Thursday, October 15, 2009

Improved write barriers in Factor's garbage collector

The Factor compiler has been evolving very quickly lately; it has been almost completely rewritten several times in the last couple of years. The garbage collector, on the other hand, hasn't seen nearly as much action. The last time I did any work on it was May 2008, and before that, May 2007. Now more than a year later, I've devoted a week or so to working on it. The result is a cleaner implementation, and improved performance.

Code restructuring

I re-organized the garbage collector code to be more extensible and easier to maintain. I did this by splitting off a bunch of the garbage collector methods from the factor_vm class into their own set of classes. I made extensive use of template metaprogramming to help structure code in a natural way. Many people dislike C++, primarily because of templates, but I don't feel that way at all. Templates are my favorite C++ feature, and if it wasn't for templates C++ would just be a shitty object-oriented dialect of C.

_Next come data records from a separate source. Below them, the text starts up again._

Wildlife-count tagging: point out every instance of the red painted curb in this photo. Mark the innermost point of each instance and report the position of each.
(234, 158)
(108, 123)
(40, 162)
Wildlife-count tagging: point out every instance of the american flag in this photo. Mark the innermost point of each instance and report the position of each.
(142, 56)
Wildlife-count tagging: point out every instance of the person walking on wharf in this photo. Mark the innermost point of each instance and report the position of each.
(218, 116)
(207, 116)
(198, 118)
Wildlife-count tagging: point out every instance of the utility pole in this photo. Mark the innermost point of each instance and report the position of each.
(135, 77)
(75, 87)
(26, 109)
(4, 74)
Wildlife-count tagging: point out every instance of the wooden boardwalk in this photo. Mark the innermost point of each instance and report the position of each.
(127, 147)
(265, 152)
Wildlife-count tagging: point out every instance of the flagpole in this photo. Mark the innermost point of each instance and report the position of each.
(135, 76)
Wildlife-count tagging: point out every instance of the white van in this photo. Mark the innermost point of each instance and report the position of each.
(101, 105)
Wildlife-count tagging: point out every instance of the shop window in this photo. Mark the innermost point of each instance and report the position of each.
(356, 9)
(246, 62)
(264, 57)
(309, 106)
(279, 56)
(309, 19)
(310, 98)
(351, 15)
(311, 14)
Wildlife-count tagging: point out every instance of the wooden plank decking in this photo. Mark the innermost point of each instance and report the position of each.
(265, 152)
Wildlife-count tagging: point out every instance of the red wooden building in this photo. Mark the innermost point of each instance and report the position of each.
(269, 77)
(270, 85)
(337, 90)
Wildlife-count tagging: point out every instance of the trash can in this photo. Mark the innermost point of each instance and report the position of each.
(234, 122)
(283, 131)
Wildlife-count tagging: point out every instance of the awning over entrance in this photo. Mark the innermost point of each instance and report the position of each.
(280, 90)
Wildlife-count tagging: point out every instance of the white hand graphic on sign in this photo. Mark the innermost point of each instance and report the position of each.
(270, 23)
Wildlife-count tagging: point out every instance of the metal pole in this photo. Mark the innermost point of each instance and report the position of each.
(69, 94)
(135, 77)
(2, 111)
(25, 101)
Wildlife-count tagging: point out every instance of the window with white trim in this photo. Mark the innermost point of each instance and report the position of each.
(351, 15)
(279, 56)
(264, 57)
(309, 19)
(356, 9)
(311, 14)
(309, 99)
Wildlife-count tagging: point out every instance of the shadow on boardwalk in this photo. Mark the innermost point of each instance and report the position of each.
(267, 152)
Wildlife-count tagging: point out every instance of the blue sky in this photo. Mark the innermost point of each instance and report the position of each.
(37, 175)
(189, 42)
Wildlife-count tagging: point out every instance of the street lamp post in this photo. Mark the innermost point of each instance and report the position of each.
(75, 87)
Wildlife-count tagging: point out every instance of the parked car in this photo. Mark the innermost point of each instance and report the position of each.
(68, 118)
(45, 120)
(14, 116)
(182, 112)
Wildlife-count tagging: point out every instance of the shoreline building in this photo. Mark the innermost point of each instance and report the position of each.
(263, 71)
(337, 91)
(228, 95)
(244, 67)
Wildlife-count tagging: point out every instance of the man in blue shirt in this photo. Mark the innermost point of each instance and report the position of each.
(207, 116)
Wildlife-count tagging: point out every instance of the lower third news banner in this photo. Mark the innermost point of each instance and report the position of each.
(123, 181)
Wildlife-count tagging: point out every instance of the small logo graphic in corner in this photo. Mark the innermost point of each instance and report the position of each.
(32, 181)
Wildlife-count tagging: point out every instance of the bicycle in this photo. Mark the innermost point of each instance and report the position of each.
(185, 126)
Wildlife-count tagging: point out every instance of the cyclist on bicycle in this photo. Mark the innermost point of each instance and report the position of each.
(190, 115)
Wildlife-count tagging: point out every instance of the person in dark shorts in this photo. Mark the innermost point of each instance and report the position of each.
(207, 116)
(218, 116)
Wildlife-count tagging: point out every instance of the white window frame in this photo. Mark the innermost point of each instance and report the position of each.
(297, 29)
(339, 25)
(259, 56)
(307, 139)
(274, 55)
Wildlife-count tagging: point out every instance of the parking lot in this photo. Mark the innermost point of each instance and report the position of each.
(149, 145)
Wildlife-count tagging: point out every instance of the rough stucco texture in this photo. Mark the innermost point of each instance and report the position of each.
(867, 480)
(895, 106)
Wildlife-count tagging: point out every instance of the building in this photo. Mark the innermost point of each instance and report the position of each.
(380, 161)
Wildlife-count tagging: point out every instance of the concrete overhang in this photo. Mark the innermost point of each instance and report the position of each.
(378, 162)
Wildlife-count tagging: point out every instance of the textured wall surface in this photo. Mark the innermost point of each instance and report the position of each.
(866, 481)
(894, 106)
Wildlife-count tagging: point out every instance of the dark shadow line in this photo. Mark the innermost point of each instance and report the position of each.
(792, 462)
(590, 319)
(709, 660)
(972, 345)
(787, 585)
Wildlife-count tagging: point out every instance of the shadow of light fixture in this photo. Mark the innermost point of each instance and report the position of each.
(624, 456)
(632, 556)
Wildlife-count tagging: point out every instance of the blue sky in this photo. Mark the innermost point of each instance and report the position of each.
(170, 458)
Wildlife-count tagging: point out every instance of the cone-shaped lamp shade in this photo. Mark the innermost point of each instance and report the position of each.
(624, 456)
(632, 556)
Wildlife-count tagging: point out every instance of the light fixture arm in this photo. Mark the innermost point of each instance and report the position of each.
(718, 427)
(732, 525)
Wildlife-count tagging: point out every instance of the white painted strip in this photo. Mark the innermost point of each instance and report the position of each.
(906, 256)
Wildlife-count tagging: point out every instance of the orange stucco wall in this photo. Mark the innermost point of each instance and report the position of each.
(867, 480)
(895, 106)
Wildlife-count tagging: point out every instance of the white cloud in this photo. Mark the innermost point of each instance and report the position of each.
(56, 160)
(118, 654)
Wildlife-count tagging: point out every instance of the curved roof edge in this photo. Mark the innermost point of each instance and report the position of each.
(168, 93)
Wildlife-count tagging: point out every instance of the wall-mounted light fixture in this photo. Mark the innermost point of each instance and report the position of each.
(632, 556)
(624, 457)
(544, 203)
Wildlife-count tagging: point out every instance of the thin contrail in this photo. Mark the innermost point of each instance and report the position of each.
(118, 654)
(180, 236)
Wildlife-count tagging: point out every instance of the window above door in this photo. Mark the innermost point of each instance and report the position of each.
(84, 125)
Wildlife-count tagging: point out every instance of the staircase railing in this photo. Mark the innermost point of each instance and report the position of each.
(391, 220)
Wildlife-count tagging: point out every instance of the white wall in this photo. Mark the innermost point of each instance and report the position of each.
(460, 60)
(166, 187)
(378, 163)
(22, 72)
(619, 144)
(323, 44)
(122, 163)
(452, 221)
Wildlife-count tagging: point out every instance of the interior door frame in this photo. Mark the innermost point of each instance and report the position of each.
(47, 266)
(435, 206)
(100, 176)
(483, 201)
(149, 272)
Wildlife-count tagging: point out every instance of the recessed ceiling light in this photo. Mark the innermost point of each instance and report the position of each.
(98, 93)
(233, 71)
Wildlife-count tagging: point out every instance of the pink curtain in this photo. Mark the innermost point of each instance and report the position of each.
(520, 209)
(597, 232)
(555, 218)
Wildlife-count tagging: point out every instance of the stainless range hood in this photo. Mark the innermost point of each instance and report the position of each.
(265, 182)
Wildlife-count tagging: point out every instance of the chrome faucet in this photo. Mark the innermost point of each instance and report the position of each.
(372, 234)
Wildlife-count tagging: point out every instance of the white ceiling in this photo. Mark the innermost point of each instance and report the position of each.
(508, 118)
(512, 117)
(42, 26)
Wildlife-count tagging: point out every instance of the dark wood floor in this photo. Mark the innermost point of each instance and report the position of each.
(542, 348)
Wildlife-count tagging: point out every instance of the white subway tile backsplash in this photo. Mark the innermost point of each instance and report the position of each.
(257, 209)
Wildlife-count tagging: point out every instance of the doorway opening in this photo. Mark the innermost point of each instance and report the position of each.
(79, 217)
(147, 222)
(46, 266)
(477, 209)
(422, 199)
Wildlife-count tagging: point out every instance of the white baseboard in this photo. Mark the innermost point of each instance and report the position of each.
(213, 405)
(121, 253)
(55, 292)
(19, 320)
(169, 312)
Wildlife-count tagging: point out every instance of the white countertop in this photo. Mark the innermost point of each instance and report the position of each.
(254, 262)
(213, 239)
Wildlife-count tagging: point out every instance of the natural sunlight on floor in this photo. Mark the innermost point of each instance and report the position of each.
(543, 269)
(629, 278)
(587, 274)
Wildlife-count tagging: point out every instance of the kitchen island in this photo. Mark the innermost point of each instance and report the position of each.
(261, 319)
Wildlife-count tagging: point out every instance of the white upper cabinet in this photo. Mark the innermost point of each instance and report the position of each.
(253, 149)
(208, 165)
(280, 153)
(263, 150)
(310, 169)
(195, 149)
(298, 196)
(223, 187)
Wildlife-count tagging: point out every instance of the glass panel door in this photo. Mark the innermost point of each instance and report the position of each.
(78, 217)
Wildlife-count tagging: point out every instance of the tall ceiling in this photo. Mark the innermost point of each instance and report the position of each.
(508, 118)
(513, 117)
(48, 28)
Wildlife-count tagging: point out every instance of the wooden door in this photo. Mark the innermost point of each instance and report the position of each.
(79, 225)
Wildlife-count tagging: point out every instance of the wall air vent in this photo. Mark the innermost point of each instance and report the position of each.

First up is the collector template class, defined in collector.hpp:
template<typename TargetGeneration, typename Policy> struct collector
This class has two template parameters:
  • TargetGeneration - this is the generation that the collector will be copying objects to. A generation is any class that implements the allot() method.
  • Policy - this is a class that simulates a higher-order function. It implements a should_copy_p() method that tells the collector if a given object should be promoted to the target generation, or left alone.
On its own, the collector class can't do any garbage collection itself; it just implements methods which trace GC roots: trace_contexts() (traces active stacks), trace_roots() (traces global roots), and trace_handle() (traces one pointer).

Next up is the copying_collector template class, defined in copying_collector.hpp:
template<typename TargetGeneration, typename Policy> struct copying_collector
This class has the same two template parameters as collector; the target generation must define one additional method, next_object_after(). This is used when scanning newly copied objects. This class implements logic for scanning marked cards, as well as Cheney's algorithm for copying garbage collection.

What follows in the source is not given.